Quote:
Originally Posted by dn_wisconsin
Basically it would make Lima about and 11 hour out and back leaving around 7 at night and getting back around 6 in the morning........dangerous.
2 questions:
- Does Spirit have duty rules that would limit (only certain times of the day can a duty period be scheduled over X hours) or prohibit (pilots are limited to X hours of time on an aircraft) this type of flying?
- Supposing this type of flying is allowed (ie, it's not specifically prohibited), how would it be paid? 9 hours of flight pay, or 6 hours of flight pay, only paid when you're @ the controls?
The second option is perhaps more dangerous. For every pilot that recognizes the safety issue, another is willing to overlook it for the extra $.
- How does Spirit treat deadheading? Seated where (coach, BFS)? If there's a clause about 'DH time is duty time but not rest', then that might have some 'chilling effects' on IRO ops too.
Assuming this kind of flying is allowed (in that its not specifically not allowed, in typical management logic), there could still certainly be a fatigue issue. There's what, 4-8 'Big Front Seats' on an aircraft? Best case, block one of them with a curtain - would a pilot sitting in one of these seats lose some flying ability (ie, the ride as a passenger itself is fatiguing), or would it be 'neutral'? If you were seated in a single middle coach seat with no curtain (worst case), same questions - effects on fatigue? I ask only b/c I thought that Sun Country or some other US 737 operator flies some transatlantic stuff (with a stop in Gander or something) and uses a single coach seat for the IRO - I could be mistaken.
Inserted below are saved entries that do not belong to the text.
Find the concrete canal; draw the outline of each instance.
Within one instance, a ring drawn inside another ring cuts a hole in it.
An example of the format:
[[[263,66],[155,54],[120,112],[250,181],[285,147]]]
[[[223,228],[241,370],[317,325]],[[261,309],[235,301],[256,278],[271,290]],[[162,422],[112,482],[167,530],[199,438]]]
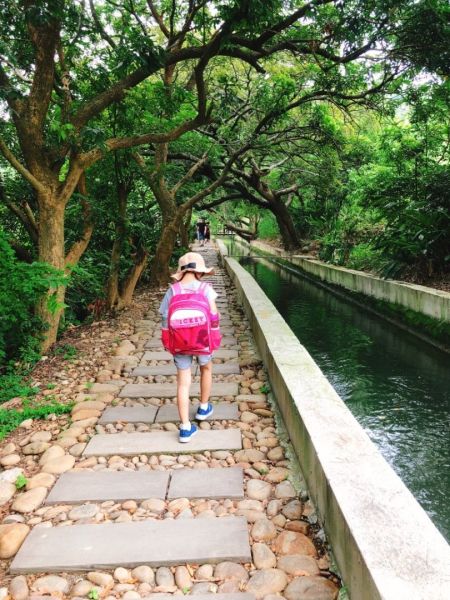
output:
[[[226,243],[450,539],[448,354],[335,296],[296,267],[244,257],[241,246]]]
Probably all just a brain exercise, since a Bogota, Lima, Guayaquil or Quito overnight is possible too, though if Spirit operates 3 frequencies to BOG each day, it seems to line up nicely with a continuation to Lima, Guayaquil and Quito each, so 24 hours of fun in SA. What other US airlines have overnights in Guayaquil and Quito (if known, don't post specific hotel, obviously)?